INTRODUCTION
“Bataille de dames” bears on its title-page the names of two authors, Scribe and Legouve; and as we can determine the nature of their collaboration from internal evidence alone, it is necessary to examine somewhat the works and characteristics of each.
Eugene Scribe[A] was the most prolific, probably the most popular, and proportionally the most wealthy, playwright of French literary history. He was born on Christmas Eve, 1791, and died on the 20th of February, 1861. He lost both parents in early years, and for a time pretended to study law in Paris; but before he was twenty his dramatic vocation had declared itself unmistakably, though his first comedy, “Les Dervis” (1811), and indeed the dozen that followed it, were unmistakable failures. His mind seemed to flow naturally into all the lighter forms of drama, and at last, after five years, success crowned his perseverance in “L’Auberge;” and “Une Nuit de la garde nationale” gave him notoriety and even a sort of fame, just as the Restoration inaugurated that period of social lassitude so favorable to the recognition of his peculiar talent; for during his whole career he was an amuser far more than an instructor. He took the vaudeville[B], as it had been developed during the eighteenth century by Le Sage, Regnard, Piron, Marmontel, and even J.-J. Rousseau, and gave it a body and a living interest, till it became the comedie-vaudeville, and then, discarding even the little snatches of song, the couplets that still marked its origin, spread its butterfly wings as the modern comedy of intrigue.

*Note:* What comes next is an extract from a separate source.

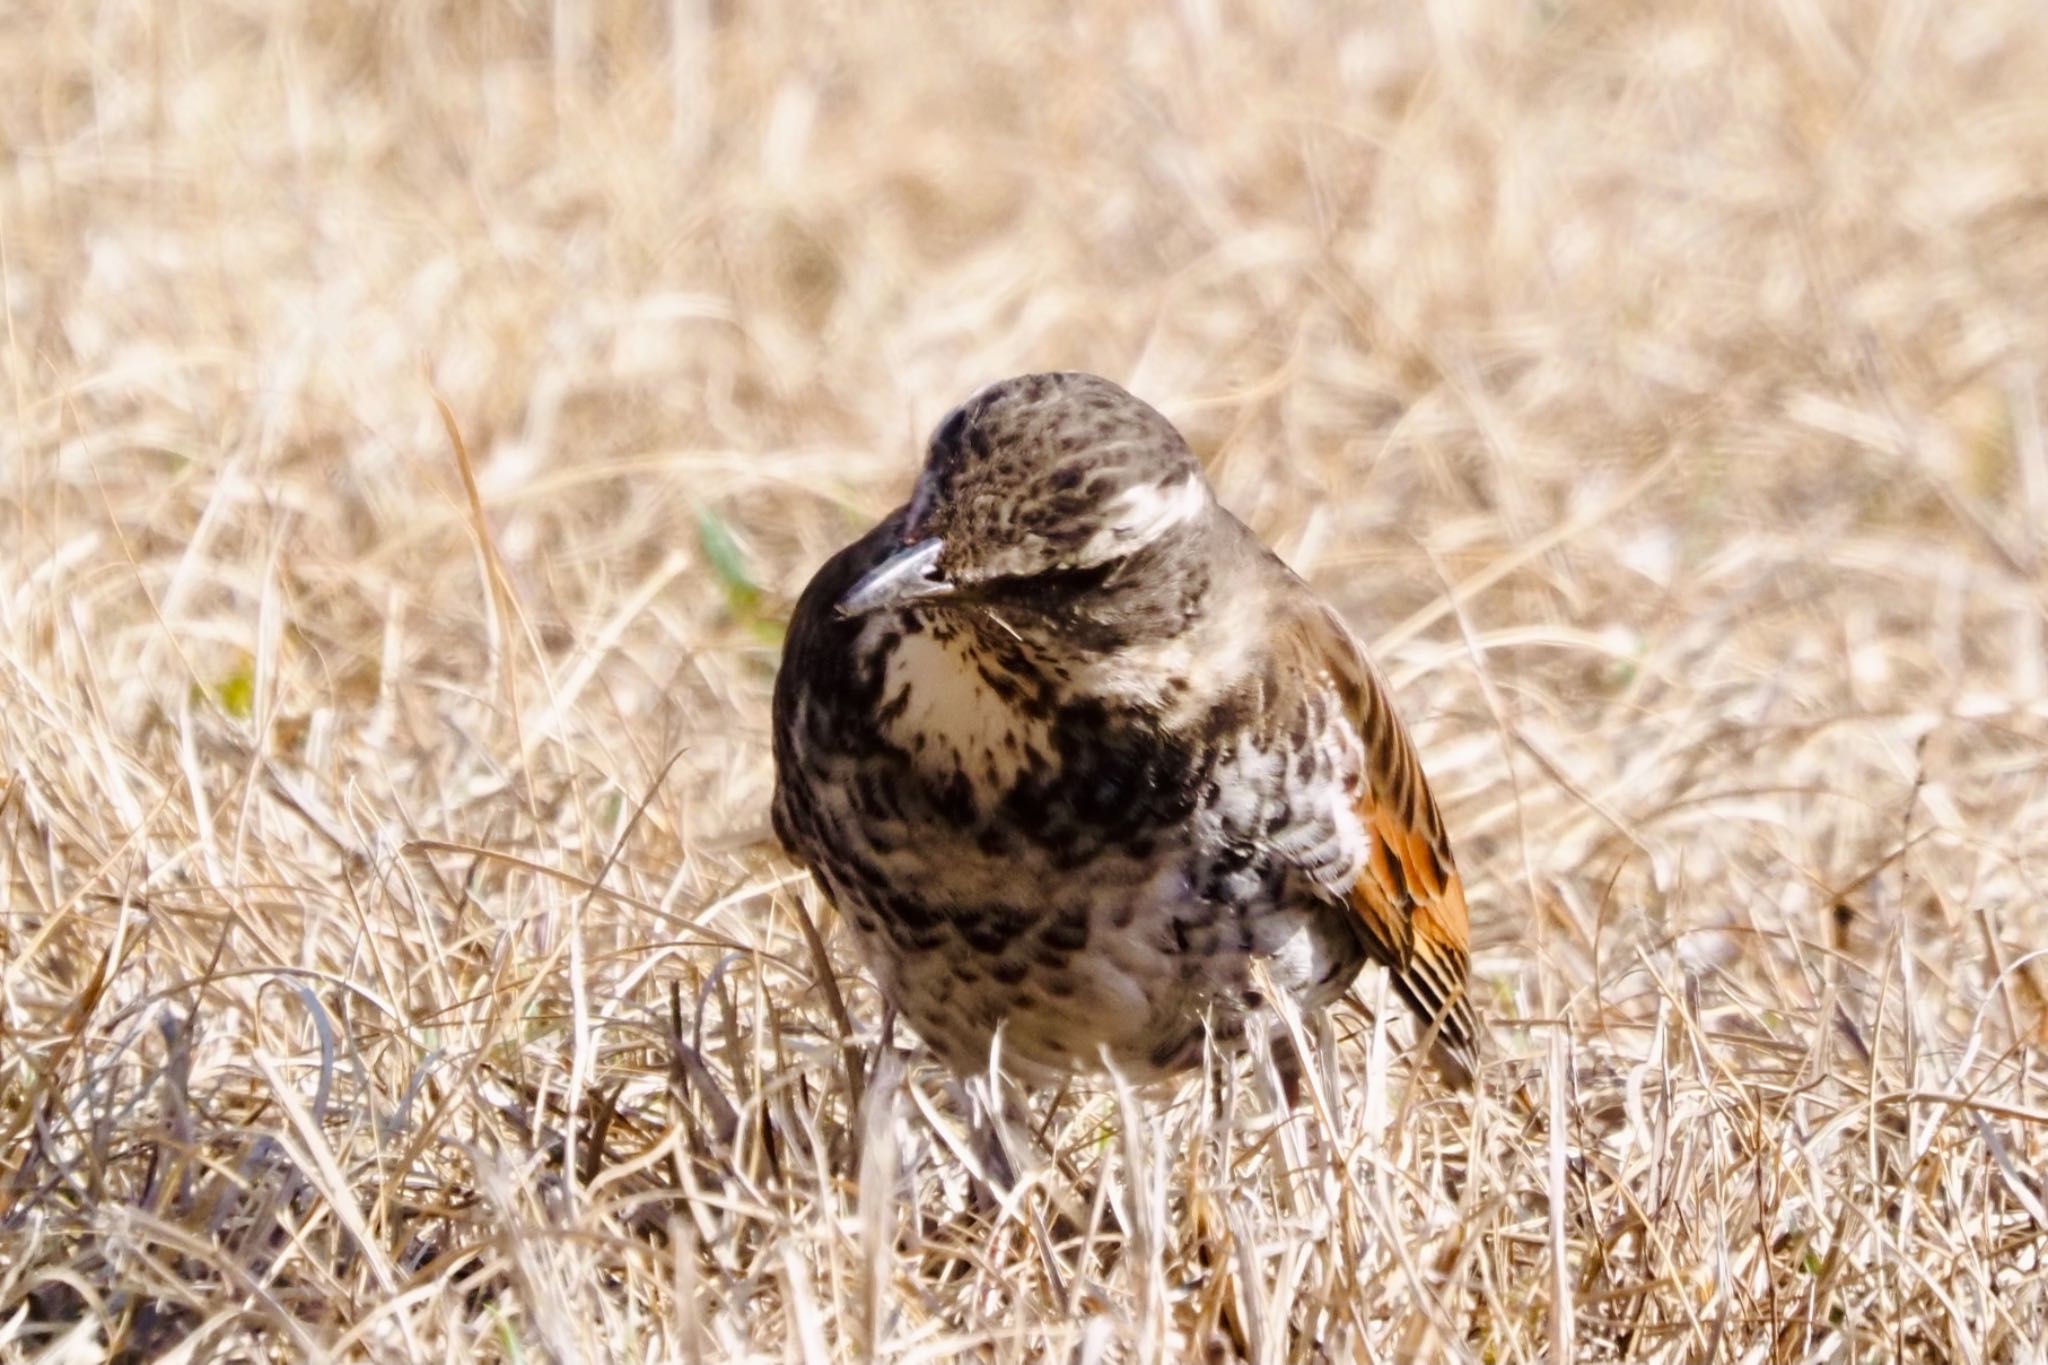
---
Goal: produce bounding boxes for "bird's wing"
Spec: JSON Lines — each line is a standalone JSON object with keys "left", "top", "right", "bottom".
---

Scribe’s course was now an uninterrupted triumph. During the whole Bourbon and Orleanist period he was first, with no second, in light comedy. Beginning at the humble Theatre du Vaudeville and the Varietes, he passed in 1820 to the newly founded Gymnase, for which he wrote one hundred and fifty little pieces, of which the most significant are “La Demoiselle a marier,” “La Chanoinesse,” “Le Colonel,” “Zoe, ou l’amant prete,” and “Le Plus beau jour de ma vie,” the last two familiar to us as “The Loan of a Lover” and “The Happiest Day of My Life.” Most of these pieces were written in collaboration with various dramatists, of whom the least forgotten are Saintine, Bayard, and Saint-Georges, men of whom it is quite pardonable to be ignorant. It is, therefore, reasonable to infer that the essential dramatic element in them is due to Scribe alone; and indeed one sees that, while all are slight in conception, they are all ingenious and amusing in intrigue.